Docilidad al Espíritu Santo
El «Papa Bueno», como solía llamársele a Juan XXIII, dio el impulso necesario para que la Iglesia se renueve y pueda alzar su voz con mayor claridad en medio de un mundo que se construye cada vez más a espaldas de Dios.
Con todo, su más grande legado fue, sin duda, su santidad. Así lo hizo ver San Juan Pablo II en la homilía de la misa celebrada con ocasión del traslado de sus restos en el año 2001: «Quisiera subrayar de modo particular que el don más valioso que el Papa Juan XXIII ha dejado al pueblo de Dios es él mismo, es decir, su testimonio de santidad» (Solemnidad de Pentecostés – 3 de junio de 2001).
Angelo Giuseppe Roncalli, San Juan XXIII, nació en Sotto il Monte, Bérgamo, Lombardía (Italia) en 1881. Desde muy joven se sintió atraído por el servicio sacerdotal; ingresó al seminario y fue ordenado en 1904.

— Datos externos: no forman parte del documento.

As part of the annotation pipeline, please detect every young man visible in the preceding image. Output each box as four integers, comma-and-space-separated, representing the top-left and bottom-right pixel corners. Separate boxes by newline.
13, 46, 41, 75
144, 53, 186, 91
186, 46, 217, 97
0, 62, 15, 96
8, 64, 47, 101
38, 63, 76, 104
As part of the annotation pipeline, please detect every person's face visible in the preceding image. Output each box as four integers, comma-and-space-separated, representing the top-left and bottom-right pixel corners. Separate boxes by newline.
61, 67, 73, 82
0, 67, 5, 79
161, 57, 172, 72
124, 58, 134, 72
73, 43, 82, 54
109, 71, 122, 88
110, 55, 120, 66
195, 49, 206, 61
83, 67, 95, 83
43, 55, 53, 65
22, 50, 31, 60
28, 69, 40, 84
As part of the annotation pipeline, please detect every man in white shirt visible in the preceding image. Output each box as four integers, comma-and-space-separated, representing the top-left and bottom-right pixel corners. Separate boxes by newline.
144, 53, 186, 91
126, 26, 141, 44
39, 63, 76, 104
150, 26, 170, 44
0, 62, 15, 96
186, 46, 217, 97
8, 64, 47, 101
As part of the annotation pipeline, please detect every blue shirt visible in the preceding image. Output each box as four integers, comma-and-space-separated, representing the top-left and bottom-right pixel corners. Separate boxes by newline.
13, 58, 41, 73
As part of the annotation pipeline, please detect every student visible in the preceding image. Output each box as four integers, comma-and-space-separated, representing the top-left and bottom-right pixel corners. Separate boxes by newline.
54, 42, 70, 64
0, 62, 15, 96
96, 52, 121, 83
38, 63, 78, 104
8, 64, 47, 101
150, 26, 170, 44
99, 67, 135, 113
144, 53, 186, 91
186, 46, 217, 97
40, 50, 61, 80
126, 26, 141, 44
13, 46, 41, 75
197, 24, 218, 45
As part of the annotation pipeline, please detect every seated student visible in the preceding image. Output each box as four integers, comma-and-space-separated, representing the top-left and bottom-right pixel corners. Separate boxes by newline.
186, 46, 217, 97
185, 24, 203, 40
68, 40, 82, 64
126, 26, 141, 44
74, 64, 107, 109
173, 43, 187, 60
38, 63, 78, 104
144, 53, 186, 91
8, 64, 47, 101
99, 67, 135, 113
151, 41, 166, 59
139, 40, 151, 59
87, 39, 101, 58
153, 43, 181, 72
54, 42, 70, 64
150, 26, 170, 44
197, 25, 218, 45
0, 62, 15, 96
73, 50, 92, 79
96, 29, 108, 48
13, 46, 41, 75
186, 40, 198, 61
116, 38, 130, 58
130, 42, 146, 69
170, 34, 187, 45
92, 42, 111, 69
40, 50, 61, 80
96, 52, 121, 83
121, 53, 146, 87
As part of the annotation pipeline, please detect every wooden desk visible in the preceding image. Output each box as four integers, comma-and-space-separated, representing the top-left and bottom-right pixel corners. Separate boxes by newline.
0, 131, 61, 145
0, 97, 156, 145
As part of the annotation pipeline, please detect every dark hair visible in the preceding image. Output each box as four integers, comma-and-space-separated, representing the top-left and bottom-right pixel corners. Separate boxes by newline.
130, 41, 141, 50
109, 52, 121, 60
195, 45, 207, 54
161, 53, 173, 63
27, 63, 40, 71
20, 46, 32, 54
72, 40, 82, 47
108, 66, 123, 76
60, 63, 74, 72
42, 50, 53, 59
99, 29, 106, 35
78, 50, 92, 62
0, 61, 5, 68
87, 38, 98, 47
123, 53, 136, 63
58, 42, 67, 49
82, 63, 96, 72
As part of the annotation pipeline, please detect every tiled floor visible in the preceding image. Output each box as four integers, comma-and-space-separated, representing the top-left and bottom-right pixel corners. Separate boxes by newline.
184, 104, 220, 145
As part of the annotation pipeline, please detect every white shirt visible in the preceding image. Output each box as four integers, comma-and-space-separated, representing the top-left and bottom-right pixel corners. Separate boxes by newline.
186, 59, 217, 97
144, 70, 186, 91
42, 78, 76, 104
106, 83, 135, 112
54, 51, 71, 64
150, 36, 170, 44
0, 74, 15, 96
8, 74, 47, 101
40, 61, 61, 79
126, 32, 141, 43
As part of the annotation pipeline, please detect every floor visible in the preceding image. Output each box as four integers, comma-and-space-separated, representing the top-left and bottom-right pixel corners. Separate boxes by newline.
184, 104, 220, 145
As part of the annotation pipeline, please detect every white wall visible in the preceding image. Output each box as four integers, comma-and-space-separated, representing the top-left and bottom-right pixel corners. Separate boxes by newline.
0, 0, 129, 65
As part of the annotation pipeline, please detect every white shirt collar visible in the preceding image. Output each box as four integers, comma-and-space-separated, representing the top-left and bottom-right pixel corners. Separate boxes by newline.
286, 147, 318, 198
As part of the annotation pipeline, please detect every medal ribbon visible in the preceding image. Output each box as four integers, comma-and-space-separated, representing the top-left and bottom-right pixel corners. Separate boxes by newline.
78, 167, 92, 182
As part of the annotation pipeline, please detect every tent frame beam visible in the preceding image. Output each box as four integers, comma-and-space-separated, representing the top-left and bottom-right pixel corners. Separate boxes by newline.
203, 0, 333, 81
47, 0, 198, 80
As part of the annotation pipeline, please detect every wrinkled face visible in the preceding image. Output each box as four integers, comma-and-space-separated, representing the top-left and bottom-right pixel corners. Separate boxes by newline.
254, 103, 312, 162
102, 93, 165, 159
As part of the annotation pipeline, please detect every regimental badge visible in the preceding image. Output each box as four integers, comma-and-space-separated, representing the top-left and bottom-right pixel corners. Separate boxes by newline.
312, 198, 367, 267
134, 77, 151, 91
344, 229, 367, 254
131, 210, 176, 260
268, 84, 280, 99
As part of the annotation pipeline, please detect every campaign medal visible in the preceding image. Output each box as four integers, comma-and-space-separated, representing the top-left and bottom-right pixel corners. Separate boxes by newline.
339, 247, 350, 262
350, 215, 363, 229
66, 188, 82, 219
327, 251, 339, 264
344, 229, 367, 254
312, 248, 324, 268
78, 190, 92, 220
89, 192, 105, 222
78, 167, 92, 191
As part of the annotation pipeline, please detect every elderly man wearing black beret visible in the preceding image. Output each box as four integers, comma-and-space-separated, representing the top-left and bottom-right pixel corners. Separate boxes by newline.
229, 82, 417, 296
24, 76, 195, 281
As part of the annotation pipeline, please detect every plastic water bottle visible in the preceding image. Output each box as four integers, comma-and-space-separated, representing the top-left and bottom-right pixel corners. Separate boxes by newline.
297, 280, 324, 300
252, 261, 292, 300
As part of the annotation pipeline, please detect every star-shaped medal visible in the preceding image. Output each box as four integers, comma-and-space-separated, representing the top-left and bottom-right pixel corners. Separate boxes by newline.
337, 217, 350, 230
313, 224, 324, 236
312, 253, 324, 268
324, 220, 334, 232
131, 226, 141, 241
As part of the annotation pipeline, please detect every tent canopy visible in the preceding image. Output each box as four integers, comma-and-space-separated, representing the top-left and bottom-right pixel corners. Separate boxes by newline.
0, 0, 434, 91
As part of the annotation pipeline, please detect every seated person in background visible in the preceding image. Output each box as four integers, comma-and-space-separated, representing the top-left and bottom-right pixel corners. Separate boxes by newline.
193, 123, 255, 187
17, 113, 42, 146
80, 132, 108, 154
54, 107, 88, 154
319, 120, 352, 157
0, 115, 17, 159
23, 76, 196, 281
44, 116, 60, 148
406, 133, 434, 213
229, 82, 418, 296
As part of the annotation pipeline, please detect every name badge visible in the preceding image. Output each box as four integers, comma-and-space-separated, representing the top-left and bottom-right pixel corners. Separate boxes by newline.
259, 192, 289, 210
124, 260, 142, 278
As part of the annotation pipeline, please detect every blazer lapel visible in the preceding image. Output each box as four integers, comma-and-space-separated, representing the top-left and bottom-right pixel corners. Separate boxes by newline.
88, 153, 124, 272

Durante la Segunda Guerra Mundial, siendo obispo, ayudó a salvar la vida de decenas de judíos perseguidos por los nazis, haciendo uso del llamado «visado de tránsito» de la Delegación Apostólica bajo su jurisdicción.
En 1953 fue creado Cardenal y a la muerte de Pío XII, en 1958, fue elegido Sumo Pontífice por el colegio cardenalicio. Con el transcurso del tiempo, se ganó el apelativo de «Papa Bueno», gracias a sus evidentes cualidades humanas: poseía un gran sentido del humor y un don de gentes muy singular. Le ayudó para ello su aspecto bonachón y su sonrisa perenne, características que dejaban entrever un alma deseosa de Cristo.
El mundo entero -en una época por demás convulsionada- se convirtió en testigo del esfuerzo del Papa por inspirar auténtica paz y confianza. Eran días de tensiones a todo nivel. Mientras algunos líderes mundiales convocaban al enfrentamiento, la violencia y la guerra, Juan XXIII enviaba señales totalmente opuestas: las gentes veían en él al pastor humilde, atento, sencillo, y, al mismo tiempo, decidido, valiente, activo.
Luz en tiempos de crisis y cambios profundos
Mientras los movimientos contraculturales e ideológicos alzaban las banderas de la subversión de los valores y los principios tradicionales, San Juan XXIII también hacía un poderoso llamado al cambio, pero sin desconocer la riqueza de lo humano, condensada en la tradición cristiana.
La Iglesia, gracias a su magisterio, se convirtió en una voz que era escuchada, en un faro que iluminaba las nuevas tinieblas que iban apareciendo y que aún hoy ensombrecen la vida en sociedad.
Juan XXIII marcó, además, el derrotero que seguirían los posteriores pontífices: el diálogo con la cultura secular, el ecumenismo y la búsqueda de la paz. Como parte de ese magisterio pontificio están las famosas encíclicas «Pacem in terris» (sobre la paz entre los pueblos) y «Mater et magistra» (en torno a la cuestión de los trabajadores).
El Concilio Vaticano II
En ese marco magisterial y misionero, de una Iglesia abierta al mundo para redimirlo en Cristo, San Juan XXIII quiso convocar un concilio. Su intención era poner a la Iglesia a tono con los nuevos tiempos en total fidelidad al Evangelio, pero renovada en su propuesta.
Así, el Papa Roncalli convocó el Concilio Vaticano II, inaugurado el 11 de octubre de 1962. Este fue inobjetablemente el mayor acontecimiento de la Iglesia durante el siglo XX, cuya proyección se extiende al nuevo milenio.
Con el correr de los años, los católicos nos hacemos cada vez más conscientes de lo oportuno del concilio, del Aggiornamento (actualización) que exigía el Espíritu para fortalecer a la Iglesia fundada por Jesucristo y potenciar su misión evangelizadora.
San Juan XXIII fue llamado a la Casa del Padre el 3 de junio de 1963. San Juan Pablo II -heredero y protector de la riqueza del Concilio- lo beatificó el año 2000 y el Papa Francisco lo canonizó el 27 de abril de 2014.